The Supreme Court today told all of them they were wrong. It told Congress, which reauthorized the Act 98-0 in the Senate and 390-33 in the House in 2006, that it does not get to decide what the Fifteenth Amendment requires. It told a Trump-appointed federal judge in Texas, who held a nine-day trial and wrote 160 pages of factual findings about a governor admitting on video that he was redistricting on the basis of race, that he was wrong too — and the Court could not be bothered to explain why.
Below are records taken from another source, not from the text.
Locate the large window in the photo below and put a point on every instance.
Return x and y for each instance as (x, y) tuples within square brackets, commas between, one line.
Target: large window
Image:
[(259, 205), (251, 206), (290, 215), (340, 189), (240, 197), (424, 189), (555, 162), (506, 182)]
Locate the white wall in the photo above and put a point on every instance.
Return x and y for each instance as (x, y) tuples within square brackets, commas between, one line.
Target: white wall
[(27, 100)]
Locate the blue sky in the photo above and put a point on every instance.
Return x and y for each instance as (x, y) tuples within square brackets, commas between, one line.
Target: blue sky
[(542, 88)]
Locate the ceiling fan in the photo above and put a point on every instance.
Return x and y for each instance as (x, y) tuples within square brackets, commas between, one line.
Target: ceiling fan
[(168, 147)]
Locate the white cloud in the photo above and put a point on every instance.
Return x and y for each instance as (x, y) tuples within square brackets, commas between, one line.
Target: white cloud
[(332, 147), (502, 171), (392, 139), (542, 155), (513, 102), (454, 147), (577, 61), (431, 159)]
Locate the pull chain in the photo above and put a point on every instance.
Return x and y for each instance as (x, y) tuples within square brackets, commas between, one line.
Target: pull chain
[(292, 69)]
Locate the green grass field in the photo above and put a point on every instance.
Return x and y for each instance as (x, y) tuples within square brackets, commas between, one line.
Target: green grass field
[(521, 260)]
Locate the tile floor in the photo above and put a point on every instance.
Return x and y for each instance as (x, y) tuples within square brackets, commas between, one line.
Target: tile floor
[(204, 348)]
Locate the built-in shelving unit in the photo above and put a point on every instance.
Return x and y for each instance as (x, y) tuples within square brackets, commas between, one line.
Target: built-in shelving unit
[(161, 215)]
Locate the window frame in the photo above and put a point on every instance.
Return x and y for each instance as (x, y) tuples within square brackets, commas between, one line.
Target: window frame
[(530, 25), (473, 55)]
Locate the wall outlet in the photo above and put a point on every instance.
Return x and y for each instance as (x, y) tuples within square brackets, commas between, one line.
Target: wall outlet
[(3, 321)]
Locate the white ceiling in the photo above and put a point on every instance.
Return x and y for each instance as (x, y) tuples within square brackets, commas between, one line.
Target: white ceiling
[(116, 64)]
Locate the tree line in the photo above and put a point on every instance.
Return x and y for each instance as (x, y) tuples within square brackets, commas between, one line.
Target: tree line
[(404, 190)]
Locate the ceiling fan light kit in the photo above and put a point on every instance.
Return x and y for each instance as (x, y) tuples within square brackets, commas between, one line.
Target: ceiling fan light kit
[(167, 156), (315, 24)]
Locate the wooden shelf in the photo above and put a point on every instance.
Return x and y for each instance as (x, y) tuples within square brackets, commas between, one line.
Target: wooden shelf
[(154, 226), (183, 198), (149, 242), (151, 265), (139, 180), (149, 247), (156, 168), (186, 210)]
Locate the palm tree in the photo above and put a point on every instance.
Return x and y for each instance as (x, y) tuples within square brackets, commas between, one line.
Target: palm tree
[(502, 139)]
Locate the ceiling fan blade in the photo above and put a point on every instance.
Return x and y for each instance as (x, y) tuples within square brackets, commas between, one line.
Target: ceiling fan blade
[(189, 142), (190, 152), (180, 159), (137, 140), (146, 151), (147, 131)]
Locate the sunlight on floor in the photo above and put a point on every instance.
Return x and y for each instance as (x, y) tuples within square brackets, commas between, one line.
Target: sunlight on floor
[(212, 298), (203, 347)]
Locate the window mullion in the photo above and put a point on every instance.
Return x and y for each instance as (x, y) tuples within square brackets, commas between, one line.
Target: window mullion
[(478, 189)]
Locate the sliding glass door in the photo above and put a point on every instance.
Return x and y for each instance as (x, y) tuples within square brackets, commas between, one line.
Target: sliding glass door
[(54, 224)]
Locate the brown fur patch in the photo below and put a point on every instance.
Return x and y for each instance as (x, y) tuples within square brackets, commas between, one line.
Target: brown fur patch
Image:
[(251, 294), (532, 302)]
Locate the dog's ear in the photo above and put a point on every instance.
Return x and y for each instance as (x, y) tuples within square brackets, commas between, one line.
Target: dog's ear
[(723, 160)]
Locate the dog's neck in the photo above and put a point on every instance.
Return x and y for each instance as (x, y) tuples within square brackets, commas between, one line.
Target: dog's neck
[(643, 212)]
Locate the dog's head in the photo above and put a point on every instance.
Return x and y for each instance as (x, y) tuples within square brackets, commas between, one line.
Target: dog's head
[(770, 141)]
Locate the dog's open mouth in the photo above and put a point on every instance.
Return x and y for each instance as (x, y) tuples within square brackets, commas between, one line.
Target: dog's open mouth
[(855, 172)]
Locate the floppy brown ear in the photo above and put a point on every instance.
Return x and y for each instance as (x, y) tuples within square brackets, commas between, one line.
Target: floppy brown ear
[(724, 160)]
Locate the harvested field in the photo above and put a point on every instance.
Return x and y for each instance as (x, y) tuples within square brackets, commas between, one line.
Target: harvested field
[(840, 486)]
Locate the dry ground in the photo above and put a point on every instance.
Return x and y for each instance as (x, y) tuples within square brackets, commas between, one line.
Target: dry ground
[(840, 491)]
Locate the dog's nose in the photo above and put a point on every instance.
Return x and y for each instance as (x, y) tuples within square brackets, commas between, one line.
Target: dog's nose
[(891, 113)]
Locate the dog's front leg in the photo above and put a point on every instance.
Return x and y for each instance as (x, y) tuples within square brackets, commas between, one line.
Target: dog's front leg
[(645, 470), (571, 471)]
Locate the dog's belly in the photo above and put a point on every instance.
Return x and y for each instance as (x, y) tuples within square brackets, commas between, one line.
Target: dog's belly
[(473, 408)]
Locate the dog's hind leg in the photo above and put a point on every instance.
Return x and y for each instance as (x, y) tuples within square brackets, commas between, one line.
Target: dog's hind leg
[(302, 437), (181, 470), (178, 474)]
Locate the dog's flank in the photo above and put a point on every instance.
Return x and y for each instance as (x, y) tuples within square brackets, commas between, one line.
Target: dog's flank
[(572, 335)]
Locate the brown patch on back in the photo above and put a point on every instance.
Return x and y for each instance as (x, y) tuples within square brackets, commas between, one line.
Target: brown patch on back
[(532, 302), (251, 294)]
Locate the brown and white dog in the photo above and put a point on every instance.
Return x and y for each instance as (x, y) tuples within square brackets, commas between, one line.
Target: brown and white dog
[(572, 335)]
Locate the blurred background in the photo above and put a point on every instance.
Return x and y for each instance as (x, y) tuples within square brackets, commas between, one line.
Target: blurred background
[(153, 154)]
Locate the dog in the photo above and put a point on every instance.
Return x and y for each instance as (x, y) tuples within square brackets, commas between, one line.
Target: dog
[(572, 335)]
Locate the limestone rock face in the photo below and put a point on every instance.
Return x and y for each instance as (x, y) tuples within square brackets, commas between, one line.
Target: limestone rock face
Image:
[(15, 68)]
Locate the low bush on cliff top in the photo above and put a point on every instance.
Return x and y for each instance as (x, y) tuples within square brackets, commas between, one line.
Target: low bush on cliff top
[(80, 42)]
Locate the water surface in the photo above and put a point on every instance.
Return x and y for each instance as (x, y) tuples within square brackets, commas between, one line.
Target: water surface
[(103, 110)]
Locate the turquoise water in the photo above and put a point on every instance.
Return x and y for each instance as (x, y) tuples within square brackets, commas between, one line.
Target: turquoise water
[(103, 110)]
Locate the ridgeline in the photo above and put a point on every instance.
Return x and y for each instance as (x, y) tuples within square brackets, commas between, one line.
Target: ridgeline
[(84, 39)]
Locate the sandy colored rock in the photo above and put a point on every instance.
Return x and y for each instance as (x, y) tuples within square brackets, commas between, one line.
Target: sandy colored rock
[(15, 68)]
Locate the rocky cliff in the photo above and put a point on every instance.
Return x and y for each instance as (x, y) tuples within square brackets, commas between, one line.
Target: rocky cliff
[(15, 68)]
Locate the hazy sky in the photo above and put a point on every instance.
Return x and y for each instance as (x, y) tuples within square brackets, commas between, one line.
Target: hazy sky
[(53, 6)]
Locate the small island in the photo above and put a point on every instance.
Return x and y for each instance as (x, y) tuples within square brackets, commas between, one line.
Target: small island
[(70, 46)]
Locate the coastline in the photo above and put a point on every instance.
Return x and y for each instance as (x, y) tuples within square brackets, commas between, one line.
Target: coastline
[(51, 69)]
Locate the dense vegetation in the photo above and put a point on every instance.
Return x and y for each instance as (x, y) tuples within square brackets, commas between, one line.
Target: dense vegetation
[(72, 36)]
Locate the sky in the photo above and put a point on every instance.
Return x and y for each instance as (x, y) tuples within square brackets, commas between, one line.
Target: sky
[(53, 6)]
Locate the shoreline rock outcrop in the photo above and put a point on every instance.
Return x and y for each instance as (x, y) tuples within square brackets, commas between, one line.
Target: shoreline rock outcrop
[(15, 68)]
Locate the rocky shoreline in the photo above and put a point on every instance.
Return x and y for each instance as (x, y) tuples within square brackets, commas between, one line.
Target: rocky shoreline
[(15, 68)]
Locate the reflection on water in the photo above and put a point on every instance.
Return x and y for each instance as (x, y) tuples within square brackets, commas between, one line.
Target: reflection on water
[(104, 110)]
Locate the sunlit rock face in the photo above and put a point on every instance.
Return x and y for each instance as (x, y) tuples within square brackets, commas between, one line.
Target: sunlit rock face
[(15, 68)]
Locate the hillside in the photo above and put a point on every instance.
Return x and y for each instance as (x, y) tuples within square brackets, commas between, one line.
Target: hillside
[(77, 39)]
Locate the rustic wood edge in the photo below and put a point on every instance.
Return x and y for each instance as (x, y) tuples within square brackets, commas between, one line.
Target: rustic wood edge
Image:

Janai Nelson of the Legal Defense Fund warned at oral argument that "any further neutering" of the VRA would "resurrect the Fifteenth Amendment as a mere parchment promise." That is now where we are. The Fifteenth Amendment is parchment. Section 2 is a dead letter. The Court has filed its closing brief in the long argument over whether the United States meant what it said in 1870, in 1965, and in 1982. The verdict, six to three, is no.
Kagan ended her dissent without the customary courtesy of "respectfully," but I think more is needed. The majority knew exactly what it was doing. It lied about what the statute says. It lied about what its own precedents held. It lied about what Allen v. Milligan meant three years ago, what Shelby County meant thirteen years ago, and what Bolden meant forty-six years ago. It lied two days ago in Texas, and it lied again today in Louisiana, and it will lie again tomorrow about something else, because lying is now an ordinary tool of constitutional adjudication on the Roberts Court when the truth would interfere with the political project.